El final de la historia...
El último episodio, Soldadera, no llegaría a filmarse. Adquirir fondos era tarea imposible, y los malentendidos entre Eisenstein y Kimbrough se profundizarían en los últimos meses de 1932. En enero de 1933 terminó la filmación. Los rollos de ¡Qué viva México! habían sido enviados a revelar en laboratorios de Los Ángeles y Eisenstein nunca tuvo oportunidad de editar el material que había filmado ante la negativa de Sinclair.
De nuevo, A.F.B. dio seguimiento a la polémica entre Eisenstein y su productor. Entre septiembre de 1932 y febrero de 1933 acusó a Upton Sinclair de pretender editar la película sin respetar el argumento del director, también de la intención de venderla en fragmentos.

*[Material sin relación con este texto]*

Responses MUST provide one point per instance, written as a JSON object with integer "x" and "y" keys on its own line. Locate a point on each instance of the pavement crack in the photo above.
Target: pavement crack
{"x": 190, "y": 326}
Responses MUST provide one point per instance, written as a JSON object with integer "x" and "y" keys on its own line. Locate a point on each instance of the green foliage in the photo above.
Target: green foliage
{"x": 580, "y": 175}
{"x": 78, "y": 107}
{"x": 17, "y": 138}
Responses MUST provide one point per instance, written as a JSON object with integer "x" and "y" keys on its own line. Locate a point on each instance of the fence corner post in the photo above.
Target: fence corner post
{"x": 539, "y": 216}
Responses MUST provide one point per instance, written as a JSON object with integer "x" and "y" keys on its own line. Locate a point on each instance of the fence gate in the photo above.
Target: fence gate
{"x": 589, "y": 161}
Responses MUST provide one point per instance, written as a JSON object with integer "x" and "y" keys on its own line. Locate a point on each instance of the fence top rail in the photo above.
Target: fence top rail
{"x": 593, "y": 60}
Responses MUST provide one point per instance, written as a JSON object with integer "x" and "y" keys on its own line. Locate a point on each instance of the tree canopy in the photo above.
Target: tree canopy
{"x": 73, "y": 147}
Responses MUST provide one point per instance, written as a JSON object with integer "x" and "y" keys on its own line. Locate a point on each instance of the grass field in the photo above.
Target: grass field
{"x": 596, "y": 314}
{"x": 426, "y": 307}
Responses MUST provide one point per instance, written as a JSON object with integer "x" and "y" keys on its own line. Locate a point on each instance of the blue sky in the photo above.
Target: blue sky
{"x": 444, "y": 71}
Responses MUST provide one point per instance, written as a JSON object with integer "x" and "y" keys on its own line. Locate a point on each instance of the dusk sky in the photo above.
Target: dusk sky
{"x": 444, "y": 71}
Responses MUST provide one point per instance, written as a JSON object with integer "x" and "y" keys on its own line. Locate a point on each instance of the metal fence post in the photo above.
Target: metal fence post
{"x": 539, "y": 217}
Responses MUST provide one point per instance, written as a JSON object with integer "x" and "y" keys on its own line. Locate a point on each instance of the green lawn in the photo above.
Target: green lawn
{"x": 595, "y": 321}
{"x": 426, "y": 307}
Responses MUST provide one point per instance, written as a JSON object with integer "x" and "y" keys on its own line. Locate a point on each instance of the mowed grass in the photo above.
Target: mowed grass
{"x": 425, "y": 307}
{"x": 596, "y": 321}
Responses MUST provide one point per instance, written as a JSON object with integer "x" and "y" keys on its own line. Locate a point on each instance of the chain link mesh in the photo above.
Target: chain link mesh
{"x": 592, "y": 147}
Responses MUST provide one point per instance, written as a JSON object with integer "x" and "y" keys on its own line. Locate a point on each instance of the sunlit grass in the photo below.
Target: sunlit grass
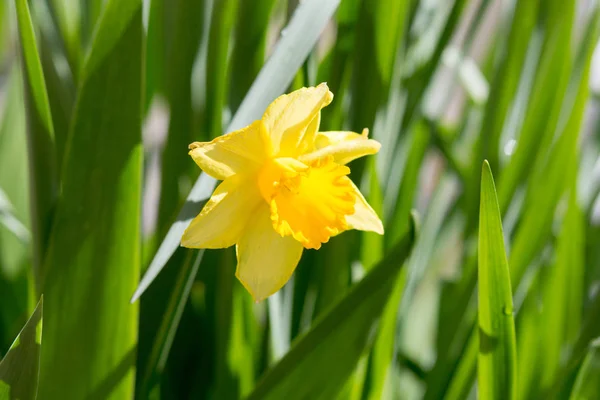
{"x": 100, "y": 99}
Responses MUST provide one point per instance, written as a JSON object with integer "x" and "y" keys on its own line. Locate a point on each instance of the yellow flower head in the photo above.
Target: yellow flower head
{"x": 285, "y": 188}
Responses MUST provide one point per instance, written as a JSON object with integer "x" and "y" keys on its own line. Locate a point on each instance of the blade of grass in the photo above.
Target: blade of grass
{"x": 550, "y": 181}
{"x": 42, "y": 158}
{"x": 418, "y": 76}
{"x": 186, "y": 19}
{"x": 543, "y": 109}
{"x": 93, "y": 261}
{"x": 248, "y": 54}
{"x": 301, "y": 35}
{"x": 223, "y": 16}
{"x": 506, "y": 79}
{"x": 496, "y": 370}
{"x": 587, "y": 382}
{"x": 563, "y": 292}
{"x": 20, "y": 366}
{"x": 337, "y": 339}
{"x": 418, "y": 143}
{"x": 67, "y": 17}
{"x": 170, "y": 322}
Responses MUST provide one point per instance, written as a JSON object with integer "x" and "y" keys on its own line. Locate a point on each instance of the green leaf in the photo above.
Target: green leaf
{"x": 588, "y": 379}
{"x": 224, "y": 12}
{"x": 93, "y": 261}
{"x": 42, "y": 157}
{"x": 20, "y": 366}
{"x": 248, "y": 54}
{"x": 301, "y": 35}
{"x": 169, "y": 323}
{"x": 320, "y": 361}
{"x": 67, "y": 17}
{"x": 552, "y": 177}
{"x": 391, "y": 17}
{"x": 506, "y": 79}
{"x": 563, "y": 291}
{"x": 182, "y": 45}
{"x": 496, "y": 373}
{"x": 544, "y": 104}
{"x": 15, "y": 234}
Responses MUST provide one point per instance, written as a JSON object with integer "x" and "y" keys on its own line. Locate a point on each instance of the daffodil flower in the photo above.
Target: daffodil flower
{"x": 285, "y": 188}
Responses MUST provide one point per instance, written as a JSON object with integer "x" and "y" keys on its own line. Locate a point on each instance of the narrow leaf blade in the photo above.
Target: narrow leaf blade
{"x": 497, "y": 347}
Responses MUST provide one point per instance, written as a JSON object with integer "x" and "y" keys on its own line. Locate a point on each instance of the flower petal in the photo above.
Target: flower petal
{"x": 287, "y": 118}
{"x": 224, "y": 217}
{"x": 343, "y": 146}
{"x": 266, "y": 261}
{"x": 240, "y": 151}
{"x": 364, "y": 217}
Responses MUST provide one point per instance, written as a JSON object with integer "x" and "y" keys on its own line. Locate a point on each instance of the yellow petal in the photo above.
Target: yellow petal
{"x": 364, "y": 217}
{"x": 224, "y": 217}
{"x": 287, "y": 118}
{"x": 343, "y": 146}
{"x": 240, "y": 151}
{"x": 311, "y": 203}
{"x": 266, "y": 261}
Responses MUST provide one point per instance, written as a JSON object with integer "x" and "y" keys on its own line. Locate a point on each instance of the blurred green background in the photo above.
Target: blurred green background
{"x": 99, "y": 100}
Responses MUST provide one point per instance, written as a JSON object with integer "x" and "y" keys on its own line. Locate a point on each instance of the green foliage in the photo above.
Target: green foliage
{"x": 442, "y": 84}
{"x": 496, "y": 363}
{"x": 19, "y": 368}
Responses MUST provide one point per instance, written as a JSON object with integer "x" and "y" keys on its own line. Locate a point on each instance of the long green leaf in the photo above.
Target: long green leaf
{"x": 496, "y": 372}
{"x": 42, "y": 157}
{"x": 20, "y": 366}
{"x": 551, "y": 179}
{"x": 563, "y": 292}
{"x": 587, "y": 384}
{"x": 337, "y": 339}
{"x": 301, "y": 35}
{"x": 506, "y": 79}
{"x": 93, "y": 261}
{"x": 543, "y": 109}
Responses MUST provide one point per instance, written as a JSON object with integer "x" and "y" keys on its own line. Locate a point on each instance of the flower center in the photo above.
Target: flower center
{"x": 308, "y": 201}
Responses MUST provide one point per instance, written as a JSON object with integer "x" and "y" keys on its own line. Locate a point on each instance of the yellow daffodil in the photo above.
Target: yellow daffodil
{"x": 285, "y": 188}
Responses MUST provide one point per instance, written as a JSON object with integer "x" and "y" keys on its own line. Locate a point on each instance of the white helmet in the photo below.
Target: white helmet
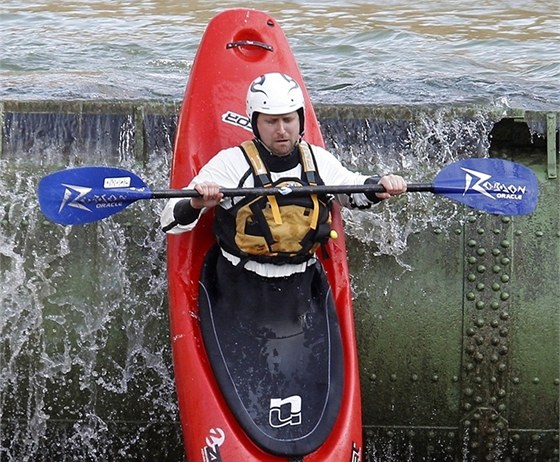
{"x": 274, "y": 94}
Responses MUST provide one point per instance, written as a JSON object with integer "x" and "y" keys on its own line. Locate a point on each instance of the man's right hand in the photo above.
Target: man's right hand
{"x": 210, "y": 195}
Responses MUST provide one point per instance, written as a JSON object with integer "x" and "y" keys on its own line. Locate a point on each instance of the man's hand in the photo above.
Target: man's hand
{"x": 393, "y": 184}
{"x": 210, "y": 195}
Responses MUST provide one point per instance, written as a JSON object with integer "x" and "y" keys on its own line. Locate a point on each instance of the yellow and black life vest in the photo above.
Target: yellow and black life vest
{"x": 276, "y": 229}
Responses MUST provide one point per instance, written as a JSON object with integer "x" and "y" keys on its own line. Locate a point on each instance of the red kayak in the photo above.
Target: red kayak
{"x": 231, "y": 407}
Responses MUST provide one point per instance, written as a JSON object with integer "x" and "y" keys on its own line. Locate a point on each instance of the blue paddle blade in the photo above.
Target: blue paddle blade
{"x": 493, "y": 185}
{"x": 86, "y": 194}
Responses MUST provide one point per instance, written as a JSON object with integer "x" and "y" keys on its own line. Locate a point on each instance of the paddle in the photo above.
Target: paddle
{"x": 86, "y": 194}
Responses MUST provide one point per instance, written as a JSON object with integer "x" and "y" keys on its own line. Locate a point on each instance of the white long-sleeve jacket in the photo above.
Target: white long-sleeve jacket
{"x": 229, "y": 166}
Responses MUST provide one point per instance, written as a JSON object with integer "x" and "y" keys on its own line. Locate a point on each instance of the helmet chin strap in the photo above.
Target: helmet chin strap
{"x": 261, "y": 143}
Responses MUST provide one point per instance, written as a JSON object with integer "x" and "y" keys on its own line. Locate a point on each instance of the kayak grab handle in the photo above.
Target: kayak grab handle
{"x": 254, "y": 43}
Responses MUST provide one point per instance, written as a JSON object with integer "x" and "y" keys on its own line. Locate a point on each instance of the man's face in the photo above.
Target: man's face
{"x": 279, "y": 133}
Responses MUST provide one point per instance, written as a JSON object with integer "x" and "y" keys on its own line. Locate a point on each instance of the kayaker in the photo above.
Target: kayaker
{"x": 272, "y": 236}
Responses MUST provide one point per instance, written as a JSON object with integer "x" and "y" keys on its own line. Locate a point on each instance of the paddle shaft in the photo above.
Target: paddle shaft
{"x": 296, "y": 191}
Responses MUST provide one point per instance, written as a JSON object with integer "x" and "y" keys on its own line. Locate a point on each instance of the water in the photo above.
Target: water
{"x": 504, "y": 53}
{"x": 85, "y": 362}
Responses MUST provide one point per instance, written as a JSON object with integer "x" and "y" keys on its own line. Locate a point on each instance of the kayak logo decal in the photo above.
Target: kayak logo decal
{"x": 211, "y": 452}
{"x": 355, "y": 456}
{"x": 484, "y": 186}
{"x": 238, "y": 120}
{"x": 70, "y": 198}
{"x": 285, "y": 411}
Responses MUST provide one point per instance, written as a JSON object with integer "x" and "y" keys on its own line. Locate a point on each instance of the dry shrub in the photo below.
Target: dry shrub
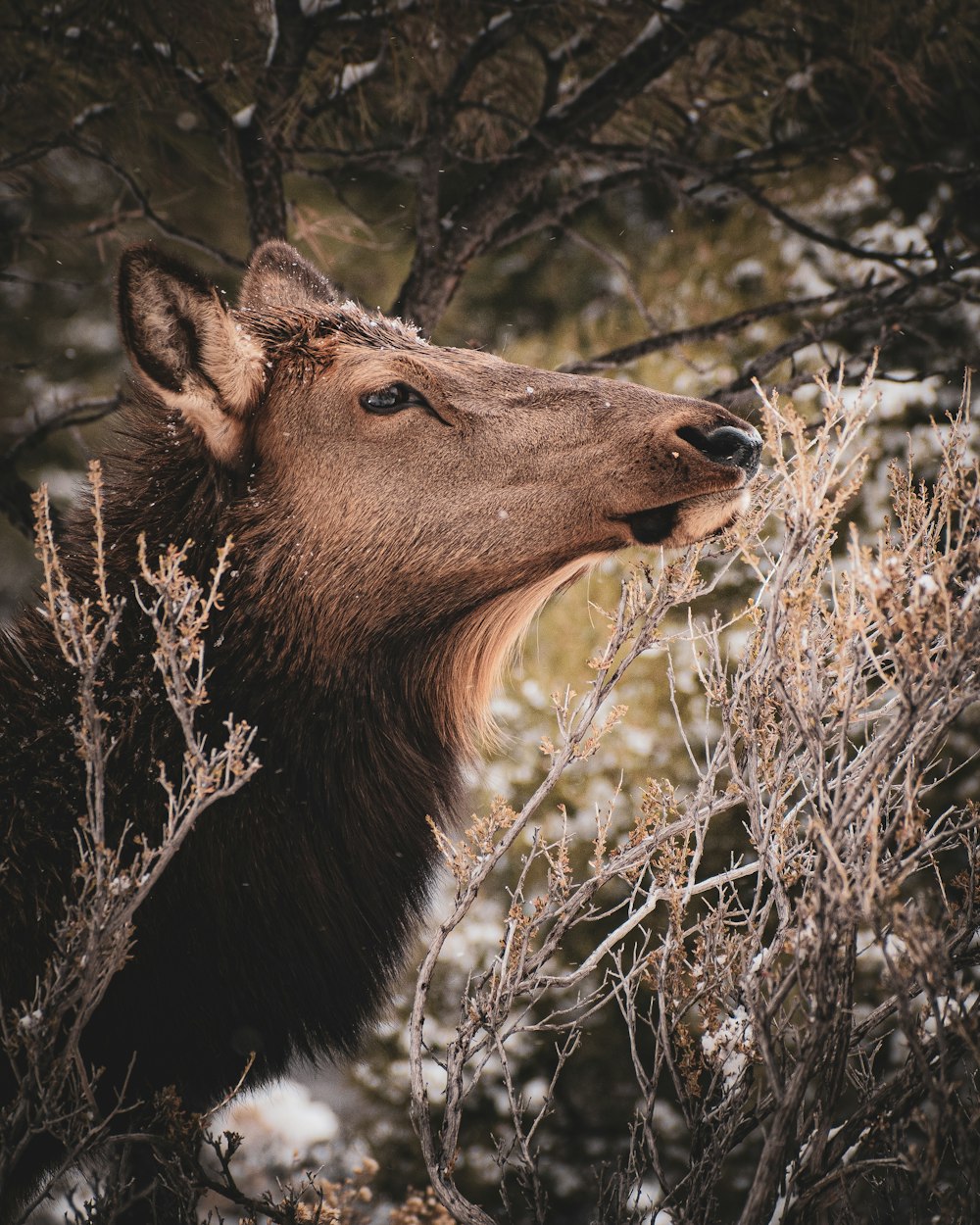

Defendió la ética de trabajo de Eisenstein y señaló la mala administración de Kimbrough, a quien también culpó de sembrar desconfianza en Sinclair.
Éste publicó su defensa en enero de 1933. Por otro lado, bromas como la del secuestro y del envío intencional por parte de Eisenstein de un baúl lleno de dibujos eróticos y fotografías explícitas al “puritano” productor, que lo mantuvo dando explicaciones en la aduana estadounidense por dos días, enfurecieron a Sinclair justo antes de que Eisenstein se trasladara a Los Ángeles para negociar la edición de la película. Los arranques satíricos no fueron bien recibidos y sus consecuencias fueron desastrosas.
Después de 53 mil metros de cinta filmada y catorce meses de estancia en México, el viaje del director soviético terminó. Nunca volvería a México. Se embarcó en Nueva York hacia Europa el 19 de abril de 1933. Algunas escenas del epílogo alcanzaron a ser filmadas cuando el equipo de cineastas se acercó al gobierno mexicano para intentar financiar la realización del último episodio. Mujeres y hombres bailaban rumba con máscaras de calavera, “en una muesca irónica de vida y muerte”, escribió Eisenstein.
Las ruedas de la fortuna y los carruseles en una feria dibujaban círculos, de nuevo los de la vida y la muerte. La opresión y la violencia de Maguey y la lucha revolucionaria en Soldadera, darían paso a un capítulo final en el que peones, proletarios y niños triunfaban, pues al descubrir sus rostros la cámara se encontraría con una sonrisa esperanzadora. En cambio, los personajes de las clases dominantes, contemporáneos y del pasado, no tendrían piel, ni rostro, sino el cráneo hueco de una calavera al retirar sus máscaras.
Eisenstein escribió años después: “Quien no sea mexicano no debe reírse de la muerte. A quien osa reírse lo castiga la terrible diosa de la Muerte. A mí me envió la muerte de esa escena y la muerte de toda la película”. Sin embargo, añadía, no había quedado en deuda con ella. La presencia de Eisenstein resultó una fuerza renovadora que generaría múltiples e insólitas visiones sobre México.